The ALJ rejected plaintiff's credibility on the sole ground that "[t]here is a paucity of objective findings" such that "[t]he reported objective findings do not support [plaintiff's] alleged degree of impairment." [AR at 26.] This was not a legally adequate reason to reject plaintiff's subjective symptom testimony. Once a claimant has produced objective medical evidence of an impairment or impairments, he "need not produce objective medical evidence of the pain or fatigue itself, or the severity thereof." Smolen v. Chater, 80 F.3d 1273, 1282 (9th Cir. 1996); see Johnson v. Shalala, 60 F.3d 1428, 1433 (9th Cir. 1995) ("once an impairment is medically established, the ALJ cannot require medical support to prove the severity of the pain"). The case law holding that "[a] claimant need not produce objective medical evidence of the pain or fatigue itself, or the severity thereof," reflects the rationale that "pain testimony may establish greater limitations than can medical evidence alone." Smolen, 80 F.3d at 1282 (internal citations omitted); Burch v. Barnhart, 400 F.3d 676, 680 (9th Cir. 2005) (citing Social Security Ruling*fn6 96-7p). The Ninth Circuit has noted that "the nature of pain and other such symptoms" is "highly subjective and idiosyncratic" such that "[t]he amount of pain [or fatigue] caused by a given physical impairment can vary greatly from individual to individual." Smolen, 80 F.3d at 1282 (internal citations omitted).

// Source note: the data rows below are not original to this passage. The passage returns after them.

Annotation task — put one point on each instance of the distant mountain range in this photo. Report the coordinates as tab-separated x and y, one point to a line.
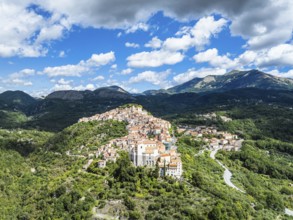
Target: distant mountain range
63	108
229	81
111	92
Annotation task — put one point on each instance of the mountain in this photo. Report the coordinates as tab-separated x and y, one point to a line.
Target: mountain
233	80
67	95
111	92
15	99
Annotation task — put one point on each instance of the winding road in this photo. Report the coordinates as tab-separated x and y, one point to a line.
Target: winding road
227	174
289	212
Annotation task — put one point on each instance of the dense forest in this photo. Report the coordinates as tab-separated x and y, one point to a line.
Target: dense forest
42	176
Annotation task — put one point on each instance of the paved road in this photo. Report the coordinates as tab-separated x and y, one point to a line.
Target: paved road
289	212
227	174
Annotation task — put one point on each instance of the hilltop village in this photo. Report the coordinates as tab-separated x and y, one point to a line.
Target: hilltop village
149	142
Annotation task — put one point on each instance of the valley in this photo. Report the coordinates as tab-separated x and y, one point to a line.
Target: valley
219	155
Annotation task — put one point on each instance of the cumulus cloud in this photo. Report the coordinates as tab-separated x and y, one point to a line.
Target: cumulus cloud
155	78
136	27
214	59
154	43
133	45
68	86
82	67
26	32
126	71
20	78
262	23
197	36
192	73
154	58
281	55
288	74
99	78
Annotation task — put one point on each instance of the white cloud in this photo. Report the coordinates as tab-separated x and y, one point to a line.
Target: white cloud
197	36
200	73
59	87
82	67
20	78
25	32
101	59
62	54
139	26
266	27
126	71
155	78
114	66
154	43
154	58
281	55
133	45
214	59
64	82
99	78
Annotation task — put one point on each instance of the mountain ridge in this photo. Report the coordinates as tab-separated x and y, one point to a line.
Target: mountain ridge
231	80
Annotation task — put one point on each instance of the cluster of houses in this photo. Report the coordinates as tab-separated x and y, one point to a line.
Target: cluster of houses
214	116
213	138
149	142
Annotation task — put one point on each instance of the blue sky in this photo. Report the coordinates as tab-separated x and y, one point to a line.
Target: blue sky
139	45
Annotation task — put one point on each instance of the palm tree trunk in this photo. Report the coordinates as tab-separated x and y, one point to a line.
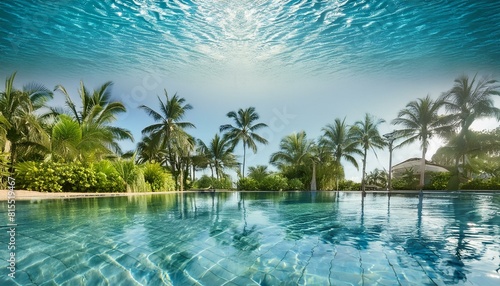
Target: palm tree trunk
313	179
181	179
364	171
244	156
422	169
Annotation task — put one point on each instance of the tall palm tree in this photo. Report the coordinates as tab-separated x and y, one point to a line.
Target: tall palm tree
337	138
258	172
295	156
469	100
168	130
420	121
220	154
295	150
244	130
18	108
97	112
149	150
365	133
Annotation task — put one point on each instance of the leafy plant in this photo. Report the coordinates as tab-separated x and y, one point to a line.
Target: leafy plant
208	182
295	184
247	184
274	183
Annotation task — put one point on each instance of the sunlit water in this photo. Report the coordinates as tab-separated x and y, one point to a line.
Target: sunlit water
307	238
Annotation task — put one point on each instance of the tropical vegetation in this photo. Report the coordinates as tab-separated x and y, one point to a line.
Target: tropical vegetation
76	146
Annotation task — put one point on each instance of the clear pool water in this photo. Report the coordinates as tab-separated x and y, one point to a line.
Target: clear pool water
306	238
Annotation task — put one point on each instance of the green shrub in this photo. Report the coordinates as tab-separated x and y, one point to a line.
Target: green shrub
157	178
273	183
71	177
41	177
438	181
348	185
128	170
208	182
247	184
295	184
482	184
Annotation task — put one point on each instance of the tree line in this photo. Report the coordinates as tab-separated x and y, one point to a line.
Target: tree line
83	132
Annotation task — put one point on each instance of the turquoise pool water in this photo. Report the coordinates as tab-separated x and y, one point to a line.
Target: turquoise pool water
307	238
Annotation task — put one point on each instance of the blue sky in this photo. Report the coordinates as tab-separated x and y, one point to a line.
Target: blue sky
301	64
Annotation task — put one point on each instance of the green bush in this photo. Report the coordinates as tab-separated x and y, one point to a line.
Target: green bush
482	184
128	170
348	185
273	183
208	182
295	185
247	184
438	181
62	177
41	177
157	178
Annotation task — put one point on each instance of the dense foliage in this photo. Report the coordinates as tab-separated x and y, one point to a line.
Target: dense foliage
64	177
76	147
206	182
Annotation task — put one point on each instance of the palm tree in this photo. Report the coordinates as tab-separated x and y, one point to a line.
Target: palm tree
258	172
377	177
149	150
365	133
98	111
168	130
295	155
18	108
219	154
295	150
337	138
421	121
467	101
244	130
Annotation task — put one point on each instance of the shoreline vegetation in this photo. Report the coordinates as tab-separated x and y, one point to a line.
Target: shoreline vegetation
25	195
74	148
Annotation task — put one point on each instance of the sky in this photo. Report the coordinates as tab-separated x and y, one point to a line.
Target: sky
301	64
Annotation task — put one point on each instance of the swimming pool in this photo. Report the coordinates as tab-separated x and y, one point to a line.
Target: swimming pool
233	238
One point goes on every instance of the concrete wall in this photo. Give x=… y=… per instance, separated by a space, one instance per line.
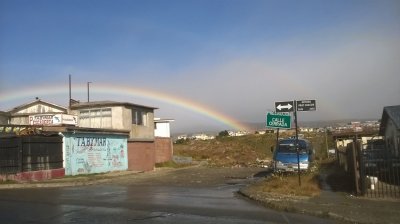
x=39 y=175
x=121 y=119
x=86 y=153
x=4 y=118
x=143 y=132
x=164 y=149
x=162 y=129
x=141 y=156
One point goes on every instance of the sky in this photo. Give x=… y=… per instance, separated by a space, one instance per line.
x=232 y=59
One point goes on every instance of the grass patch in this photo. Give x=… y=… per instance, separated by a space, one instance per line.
x=8 y=182
x=288 y=184
x=171 y=164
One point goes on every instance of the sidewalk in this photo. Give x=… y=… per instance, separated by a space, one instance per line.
x=71 y=181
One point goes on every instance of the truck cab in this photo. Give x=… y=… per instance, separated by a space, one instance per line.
x=285 y=155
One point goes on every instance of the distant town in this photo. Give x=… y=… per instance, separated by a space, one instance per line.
x=335 y=127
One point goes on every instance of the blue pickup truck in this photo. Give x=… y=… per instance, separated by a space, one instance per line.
x=285 y=155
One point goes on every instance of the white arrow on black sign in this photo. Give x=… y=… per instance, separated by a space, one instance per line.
x=286 y=106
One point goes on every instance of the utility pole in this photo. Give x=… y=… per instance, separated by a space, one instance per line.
x=88 y=90
x=297 y=140
x=69 y=91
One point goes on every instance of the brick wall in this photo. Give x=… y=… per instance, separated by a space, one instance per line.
x=164 y=149
x=141 y=156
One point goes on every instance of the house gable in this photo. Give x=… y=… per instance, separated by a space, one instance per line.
x=37 y=107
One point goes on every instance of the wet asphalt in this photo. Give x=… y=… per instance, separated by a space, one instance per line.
x=148 y=200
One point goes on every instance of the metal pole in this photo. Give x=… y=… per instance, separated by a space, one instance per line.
x=297 y=141
x=69 y=91
x=88 y=89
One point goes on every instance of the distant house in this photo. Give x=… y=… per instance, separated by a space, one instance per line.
x=202 y=136
x=390 y=129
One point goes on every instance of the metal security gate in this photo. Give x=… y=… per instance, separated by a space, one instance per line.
x=30 y=153
x=379 y=172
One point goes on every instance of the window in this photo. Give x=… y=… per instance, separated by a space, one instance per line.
x=139 y=117
x=95 y=118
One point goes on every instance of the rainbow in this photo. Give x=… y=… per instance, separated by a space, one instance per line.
x=51 y=90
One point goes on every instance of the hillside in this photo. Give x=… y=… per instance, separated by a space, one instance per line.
x=243 y=151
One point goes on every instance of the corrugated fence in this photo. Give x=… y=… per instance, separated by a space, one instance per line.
x=30 y=153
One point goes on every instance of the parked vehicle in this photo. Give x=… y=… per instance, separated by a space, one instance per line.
x=285 y=155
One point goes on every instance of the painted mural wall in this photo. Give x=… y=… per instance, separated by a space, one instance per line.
x=94 y=153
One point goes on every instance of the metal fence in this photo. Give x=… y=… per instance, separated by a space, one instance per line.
x=374 y=171
x=30 y=153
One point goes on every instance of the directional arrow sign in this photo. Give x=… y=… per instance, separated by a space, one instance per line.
x=286 y=106
x=277 y=120
x=306 y=105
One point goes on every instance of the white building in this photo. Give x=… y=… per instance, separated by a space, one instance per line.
x=162 y=127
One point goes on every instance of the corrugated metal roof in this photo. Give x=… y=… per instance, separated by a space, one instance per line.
x=37 y=101
x=392 y=113
x=106 y=103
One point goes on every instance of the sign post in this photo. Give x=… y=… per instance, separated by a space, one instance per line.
x=278 y=120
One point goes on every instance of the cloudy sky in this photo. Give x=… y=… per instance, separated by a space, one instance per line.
x=232 y=57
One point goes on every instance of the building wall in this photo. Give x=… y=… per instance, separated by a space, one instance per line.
x=162 y=129
x=40 y=108
x=3 y=118
x=121 y=119
x=87 y=153
x=392 y=138
x=21 y=117
x=163 y=149
x=141 y=156
x=143 y=132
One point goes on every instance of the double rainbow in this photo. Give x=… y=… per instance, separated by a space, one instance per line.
x=51 y=90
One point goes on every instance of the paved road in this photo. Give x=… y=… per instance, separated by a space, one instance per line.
x=141 y=201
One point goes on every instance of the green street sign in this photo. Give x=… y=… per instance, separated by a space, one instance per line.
x=277 y=120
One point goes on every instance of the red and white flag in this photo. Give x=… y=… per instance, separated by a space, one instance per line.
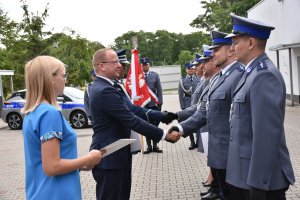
x=136 y=85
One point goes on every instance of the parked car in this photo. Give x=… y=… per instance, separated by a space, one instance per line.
x=71 y=103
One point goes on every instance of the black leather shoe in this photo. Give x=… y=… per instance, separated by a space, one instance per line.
x=211 y=196
x=149 y=150
x=157 y=150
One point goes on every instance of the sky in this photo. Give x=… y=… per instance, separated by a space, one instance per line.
x=105 y=20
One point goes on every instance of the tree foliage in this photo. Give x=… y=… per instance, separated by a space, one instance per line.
x=24 y=40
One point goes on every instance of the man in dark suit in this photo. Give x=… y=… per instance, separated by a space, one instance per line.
x=87 y=94
x=112 y=120
x=259 y=165
x=151 y=116
x=153 y=82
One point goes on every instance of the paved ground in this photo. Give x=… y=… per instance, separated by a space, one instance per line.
x=175 y=174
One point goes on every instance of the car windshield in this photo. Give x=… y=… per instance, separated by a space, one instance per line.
x=74 y=92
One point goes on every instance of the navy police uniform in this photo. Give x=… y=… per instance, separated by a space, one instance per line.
x=153 y=82
x=187 y=86
x=258 y=157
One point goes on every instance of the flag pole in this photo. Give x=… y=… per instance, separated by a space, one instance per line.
x=134 y=41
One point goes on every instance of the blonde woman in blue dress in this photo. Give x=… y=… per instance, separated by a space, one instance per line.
x=50 y=144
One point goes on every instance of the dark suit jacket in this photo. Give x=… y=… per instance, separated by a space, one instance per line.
x=258 y=155
x=113 y=120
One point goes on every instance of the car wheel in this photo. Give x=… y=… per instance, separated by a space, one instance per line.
x=14 y=121
x=78 y=119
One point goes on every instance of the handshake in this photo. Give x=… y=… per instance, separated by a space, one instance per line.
x=168 y=117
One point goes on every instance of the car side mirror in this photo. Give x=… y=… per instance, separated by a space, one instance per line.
x=60 y=99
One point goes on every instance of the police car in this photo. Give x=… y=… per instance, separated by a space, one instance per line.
x=71 y=103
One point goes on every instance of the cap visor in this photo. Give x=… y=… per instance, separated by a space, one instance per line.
x=214 y=46
x=230 y=35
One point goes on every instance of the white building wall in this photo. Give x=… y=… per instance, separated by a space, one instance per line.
x=284 y=15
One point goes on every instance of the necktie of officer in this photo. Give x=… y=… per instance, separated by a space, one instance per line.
x=214 y=79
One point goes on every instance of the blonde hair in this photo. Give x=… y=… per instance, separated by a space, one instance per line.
x=38 y=80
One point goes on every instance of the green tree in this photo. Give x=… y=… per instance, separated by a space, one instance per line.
x=76 y=53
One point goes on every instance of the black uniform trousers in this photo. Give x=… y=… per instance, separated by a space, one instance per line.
x=256 y=194
x=148 y=139
x=119 y=188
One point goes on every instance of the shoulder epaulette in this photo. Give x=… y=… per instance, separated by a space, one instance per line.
x=262 y=65
x=240 y=68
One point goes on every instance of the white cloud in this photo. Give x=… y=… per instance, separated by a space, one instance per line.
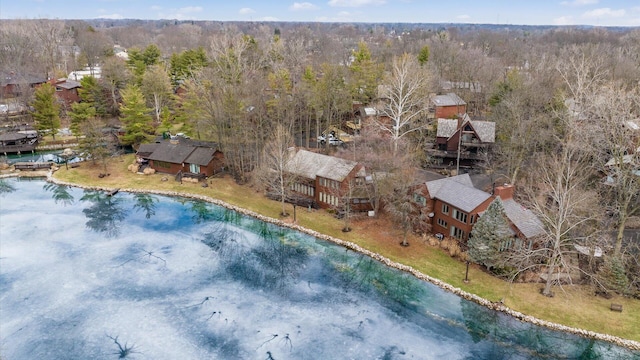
x=604 y=12
x=563 y=20
x=302 y=6
x=355 y=3
x=246 y=11
x=579 y=2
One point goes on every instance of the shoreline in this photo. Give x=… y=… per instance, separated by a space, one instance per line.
x=626 y=343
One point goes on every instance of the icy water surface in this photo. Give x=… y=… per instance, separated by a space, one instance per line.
x=87 y=276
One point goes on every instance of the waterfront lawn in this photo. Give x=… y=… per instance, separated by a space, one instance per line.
x=574 y=306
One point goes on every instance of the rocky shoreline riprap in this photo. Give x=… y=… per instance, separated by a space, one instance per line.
x=634 y=345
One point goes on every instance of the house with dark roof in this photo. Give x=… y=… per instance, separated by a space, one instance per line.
x=182 y=156
x=456 y=205
x=462 y=138
x=328 y=180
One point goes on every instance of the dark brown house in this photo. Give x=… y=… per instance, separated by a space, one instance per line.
x=182 y=156
x=329 y=180
x=456 y=206
x=462 y=138
x=448 y=106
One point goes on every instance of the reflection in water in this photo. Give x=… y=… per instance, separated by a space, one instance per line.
x=6 y=187
x=60 y=193
x=496 y=334
x=145 y=203
x=230 y=287
x=202 y=212
x=105 y=213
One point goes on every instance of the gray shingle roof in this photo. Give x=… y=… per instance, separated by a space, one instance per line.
x=201 y=156
x=523 y=219
x=145 y=150
x=486 y=130
x=171 y=153
x=447 y=127
x=457 y=191
x=69 y=84
x=450 y=99
x=310 y=165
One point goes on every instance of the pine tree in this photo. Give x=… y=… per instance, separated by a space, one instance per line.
x=488 y=235
x=135 y=116
x=46 y=109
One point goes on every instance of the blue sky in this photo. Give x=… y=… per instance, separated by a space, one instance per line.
x=521 y=12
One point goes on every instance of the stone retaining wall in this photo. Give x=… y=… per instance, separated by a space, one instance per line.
x=634 y=345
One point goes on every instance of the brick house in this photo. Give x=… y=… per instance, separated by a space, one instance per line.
x=328 y=180
x=182 y=156
x=456 y=206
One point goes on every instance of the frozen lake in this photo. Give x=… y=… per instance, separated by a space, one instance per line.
x=87 y=276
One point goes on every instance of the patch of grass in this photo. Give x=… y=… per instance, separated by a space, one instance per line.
x=576 y=306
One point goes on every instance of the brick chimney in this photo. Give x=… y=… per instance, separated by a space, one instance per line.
x=504 y=191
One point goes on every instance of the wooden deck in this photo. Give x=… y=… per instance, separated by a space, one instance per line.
x=32 y=165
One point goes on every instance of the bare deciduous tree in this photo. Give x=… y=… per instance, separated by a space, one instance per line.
x=405 y=95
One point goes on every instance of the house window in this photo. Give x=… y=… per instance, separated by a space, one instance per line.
x=457 y=233
x=162 y=164
x=460 y=216
x=419 y=199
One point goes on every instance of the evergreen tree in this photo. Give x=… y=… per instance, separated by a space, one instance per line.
x=488 y=235
x=423 y=55
x=46 y=111
x=135 y=115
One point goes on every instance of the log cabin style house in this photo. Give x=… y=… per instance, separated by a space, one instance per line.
x=182 y=156
x=456 y=205
x=328 y=180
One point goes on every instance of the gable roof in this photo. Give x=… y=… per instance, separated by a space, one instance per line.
x=175 y=153
x=523 y=219
x=457 y=191
x=450 y=99
x=67 y=84
x=486 y=130
x=446 y=127
x=201 y=156
x=145 y=150
x=311 y=165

While an ALJ may consider whether a lack of objective medical evidence supports the degree of limitation, this "cannot form the sole basis for discounting pain testimony." Burch, 400 F.3d at 681. Here, the ALJ did not give any other reasons to reject plaintiff's credibility. Thus, even if his characterization of the medical evidence were supported by substantial evidence, he cannot rely solely upon this rationale to discount plaintiff's pain testimony.

The Commissioner contends that the ALJ's rejection of plaintiff's credibility was proper for other reasons [JS at 24-26], but the ALJ did not provide any of those reasons to discount plaintiff's credibility, and "[l]ong-standing principles of administrative law require [this Court] to review the ALJ's decision based on the reasoning and factual findings offered by the ALJ -- not post hoc rationalizations that attempt to intuit what the adjudicator may have been thinking." Bray v. Comm'r of Soc. Sec. Admin., 554 F.3d 1219, 1225-26 (9th Cir. 2009) (citing SEC v. Chenery Corp., 332 U.S. 194, 196 (1947)).

The ALJ did not provide any legally adequate reason to reject plaintiff's credibility. Remand is warranted on this issue.*fn7

VI. REMAND FOR FURTHER PROCEEDINGS

As a general rule, remand is warranted where additional administrative proceedings could remedy defects in the Commissioner's decision. See Harman v. Apfel, 211 F.3d 1172, 1179 (9th Cir.), cert. denied, 531 U.S. 1038 (2000); Kail v. Heckler, 722 F.2d 1496, 1497 (9th Cir. 1984). In this case, remand is appropriate to properly evaluate plaintiff's credibility. The ALJ is instructed to take whatever further action is deemed appropriate and consistent with this decision.

Accordingly, IT IS HEREBY ORDERED that: (1) plaintiff's request for remand is granted; (2) the decision of the Commissioner is reversed; and (3) this action is remanded to defendant for further proceedings consistent with this Memorandum Opinion.

This Memorandum Opinion and Order is not intended for publication, nor is it intended to be included in or submitted to any online service such as Westlaw or Lexis.